A new report from the Centers for Disease Control and Prevention said that more than half (51%) of Americans 25-29 do not have landline service and the cell phone is their primary line of communication. Overall, 27% of Americans depend solely on a cell phone.
If you include the 18-24 year olds and the 30-34 year olds, nearly 40% of American households don’t have a landline. The survey also found that 16% of household still have landlines but receive most of their calls on the cell phone. The landline is probably still kept around in order to get DSL services or dial-up Internet.
It’s not surprising to me, as cell phones offer a convenience and functionality that are lacking with landline devices and it’s been quite a while since we’ve seen any innovation in this space. I think the Verizon Hub was the last thing I got excited about in the fixed calling space and that was quickly discontinued.

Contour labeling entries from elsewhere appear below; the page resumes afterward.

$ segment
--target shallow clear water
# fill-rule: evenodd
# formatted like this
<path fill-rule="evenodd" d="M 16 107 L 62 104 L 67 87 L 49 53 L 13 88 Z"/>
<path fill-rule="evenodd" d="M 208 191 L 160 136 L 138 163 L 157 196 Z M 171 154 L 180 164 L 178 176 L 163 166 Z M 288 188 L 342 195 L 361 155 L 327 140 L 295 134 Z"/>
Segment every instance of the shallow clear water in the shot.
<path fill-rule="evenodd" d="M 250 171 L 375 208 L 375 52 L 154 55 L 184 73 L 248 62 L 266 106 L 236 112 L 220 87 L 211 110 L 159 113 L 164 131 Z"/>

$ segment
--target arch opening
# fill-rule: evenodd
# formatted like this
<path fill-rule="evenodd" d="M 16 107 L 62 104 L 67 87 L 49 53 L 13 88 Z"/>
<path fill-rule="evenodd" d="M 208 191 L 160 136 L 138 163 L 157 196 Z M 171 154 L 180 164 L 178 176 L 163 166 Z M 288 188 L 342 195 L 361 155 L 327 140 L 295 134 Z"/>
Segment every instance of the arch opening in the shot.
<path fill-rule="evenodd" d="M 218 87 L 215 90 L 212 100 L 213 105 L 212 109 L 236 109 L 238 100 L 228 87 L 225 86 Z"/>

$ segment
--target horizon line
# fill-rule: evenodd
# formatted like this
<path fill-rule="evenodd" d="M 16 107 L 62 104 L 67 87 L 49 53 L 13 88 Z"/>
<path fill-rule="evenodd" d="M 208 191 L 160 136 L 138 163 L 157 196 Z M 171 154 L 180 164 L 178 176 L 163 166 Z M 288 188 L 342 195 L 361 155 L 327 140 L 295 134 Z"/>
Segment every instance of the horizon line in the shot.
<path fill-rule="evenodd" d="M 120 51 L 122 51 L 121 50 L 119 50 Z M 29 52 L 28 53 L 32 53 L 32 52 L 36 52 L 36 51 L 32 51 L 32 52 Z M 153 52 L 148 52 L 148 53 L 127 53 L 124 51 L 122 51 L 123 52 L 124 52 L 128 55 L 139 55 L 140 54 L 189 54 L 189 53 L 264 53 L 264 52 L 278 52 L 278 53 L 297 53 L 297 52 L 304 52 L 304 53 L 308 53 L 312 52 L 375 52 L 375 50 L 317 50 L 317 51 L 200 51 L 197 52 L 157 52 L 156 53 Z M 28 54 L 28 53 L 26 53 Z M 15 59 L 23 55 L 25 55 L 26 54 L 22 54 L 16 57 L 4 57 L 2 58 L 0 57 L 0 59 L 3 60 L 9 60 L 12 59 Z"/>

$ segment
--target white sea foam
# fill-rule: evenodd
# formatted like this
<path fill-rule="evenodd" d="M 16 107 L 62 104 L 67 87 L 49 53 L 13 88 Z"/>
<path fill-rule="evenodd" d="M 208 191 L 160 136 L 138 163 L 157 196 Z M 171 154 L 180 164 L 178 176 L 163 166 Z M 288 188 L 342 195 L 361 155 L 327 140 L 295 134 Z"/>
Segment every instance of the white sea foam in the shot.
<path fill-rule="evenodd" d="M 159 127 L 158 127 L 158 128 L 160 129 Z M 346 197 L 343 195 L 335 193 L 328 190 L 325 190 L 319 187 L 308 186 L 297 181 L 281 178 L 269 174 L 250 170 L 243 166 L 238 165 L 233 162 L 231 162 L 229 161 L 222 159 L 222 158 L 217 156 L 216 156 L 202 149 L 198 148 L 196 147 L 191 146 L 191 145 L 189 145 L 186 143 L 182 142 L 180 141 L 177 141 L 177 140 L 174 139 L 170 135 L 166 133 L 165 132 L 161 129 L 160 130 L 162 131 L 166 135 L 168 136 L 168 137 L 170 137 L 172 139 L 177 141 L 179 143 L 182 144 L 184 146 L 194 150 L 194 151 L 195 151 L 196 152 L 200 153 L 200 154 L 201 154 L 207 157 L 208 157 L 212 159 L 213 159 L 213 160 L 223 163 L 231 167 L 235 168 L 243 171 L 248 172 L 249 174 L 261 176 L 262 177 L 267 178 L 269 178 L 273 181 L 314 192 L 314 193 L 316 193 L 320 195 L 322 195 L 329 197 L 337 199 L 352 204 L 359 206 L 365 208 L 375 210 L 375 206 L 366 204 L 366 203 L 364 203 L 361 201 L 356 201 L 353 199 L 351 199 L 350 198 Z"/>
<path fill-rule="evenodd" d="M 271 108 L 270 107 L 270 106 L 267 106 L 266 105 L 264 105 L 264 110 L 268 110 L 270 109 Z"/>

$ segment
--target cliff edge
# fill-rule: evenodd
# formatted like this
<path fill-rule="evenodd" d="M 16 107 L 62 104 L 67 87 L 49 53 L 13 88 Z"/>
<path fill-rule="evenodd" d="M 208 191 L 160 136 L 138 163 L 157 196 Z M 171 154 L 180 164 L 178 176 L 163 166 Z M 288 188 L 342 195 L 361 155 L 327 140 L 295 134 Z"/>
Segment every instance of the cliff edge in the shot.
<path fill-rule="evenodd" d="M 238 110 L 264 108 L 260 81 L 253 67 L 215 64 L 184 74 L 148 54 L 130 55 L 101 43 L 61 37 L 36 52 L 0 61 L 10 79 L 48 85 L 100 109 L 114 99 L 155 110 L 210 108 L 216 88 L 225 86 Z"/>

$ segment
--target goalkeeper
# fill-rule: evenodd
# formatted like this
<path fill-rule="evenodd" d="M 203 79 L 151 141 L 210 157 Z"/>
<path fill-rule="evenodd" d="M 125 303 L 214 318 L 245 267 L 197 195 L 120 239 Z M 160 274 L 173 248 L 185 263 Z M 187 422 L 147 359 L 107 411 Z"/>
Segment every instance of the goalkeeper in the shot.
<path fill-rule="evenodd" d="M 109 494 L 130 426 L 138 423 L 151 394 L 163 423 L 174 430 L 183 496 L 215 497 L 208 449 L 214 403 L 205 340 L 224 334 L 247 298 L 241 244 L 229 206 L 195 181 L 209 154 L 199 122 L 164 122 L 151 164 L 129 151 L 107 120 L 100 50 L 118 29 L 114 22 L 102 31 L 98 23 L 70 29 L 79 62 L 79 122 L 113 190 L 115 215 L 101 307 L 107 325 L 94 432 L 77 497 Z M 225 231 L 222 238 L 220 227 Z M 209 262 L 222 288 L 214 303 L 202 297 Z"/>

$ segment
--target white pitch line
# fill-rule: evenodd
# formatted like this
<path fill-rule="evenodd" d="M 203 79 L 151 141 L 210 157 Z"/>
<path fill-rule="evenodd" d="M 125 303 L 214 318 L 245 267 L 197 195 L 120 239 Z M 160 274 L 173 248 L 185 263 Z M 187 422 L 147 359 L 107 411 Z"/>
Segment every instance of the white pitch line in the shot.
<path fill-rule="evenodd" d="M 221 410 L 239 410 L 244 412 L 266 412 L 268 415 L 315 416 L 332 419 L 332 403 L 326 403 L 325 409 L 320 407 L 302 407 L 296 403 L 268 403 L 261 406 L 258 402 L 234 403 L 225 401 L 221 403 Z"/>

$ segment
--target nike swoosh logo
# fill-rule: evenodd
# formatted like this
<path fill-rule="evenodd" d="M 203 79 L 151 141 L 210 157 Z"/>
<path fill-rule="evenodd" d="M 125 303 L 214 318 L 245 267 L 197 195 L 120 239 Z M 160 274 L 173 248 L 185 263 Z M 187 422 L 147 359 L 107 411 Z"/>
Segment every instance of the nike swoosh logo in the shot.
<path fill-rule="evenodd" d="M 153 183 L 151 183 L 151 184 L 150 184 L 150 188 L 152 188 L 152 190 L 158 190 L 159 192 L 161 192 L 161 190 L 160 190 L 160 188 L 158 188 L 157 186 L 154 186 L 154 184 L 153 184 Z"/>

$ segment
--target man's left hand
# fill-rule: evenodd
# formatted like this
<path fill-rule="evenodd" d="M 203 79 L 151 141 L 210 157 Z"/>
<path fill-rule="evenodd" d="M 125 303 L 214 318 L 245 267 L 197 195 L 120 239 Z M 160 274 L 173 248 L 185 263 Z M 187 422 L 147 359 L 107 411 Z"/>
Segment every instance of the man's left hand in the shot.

As smartphones like the iPhone 4 and Android become the standard, I’d expect this trend to continue because these devices are so compelling. I still worry about not having a landline during emergencies – cell service can be notoriously bad during natural disasters – but not enough to pay $30 a month for a phone that I never use.
This is just another sign that communication is evolving. Sure, people aren’t using a fixed telephone line as much but I’d venture to say that people are communicating more than ever nowadays. Now, I can contact people via e-mail, instant messenger, Facebook, Twitter, Skype, text, Kik and more.
What do you think about this survey? Have you kicked your landline to the curb or do you still have it just in case.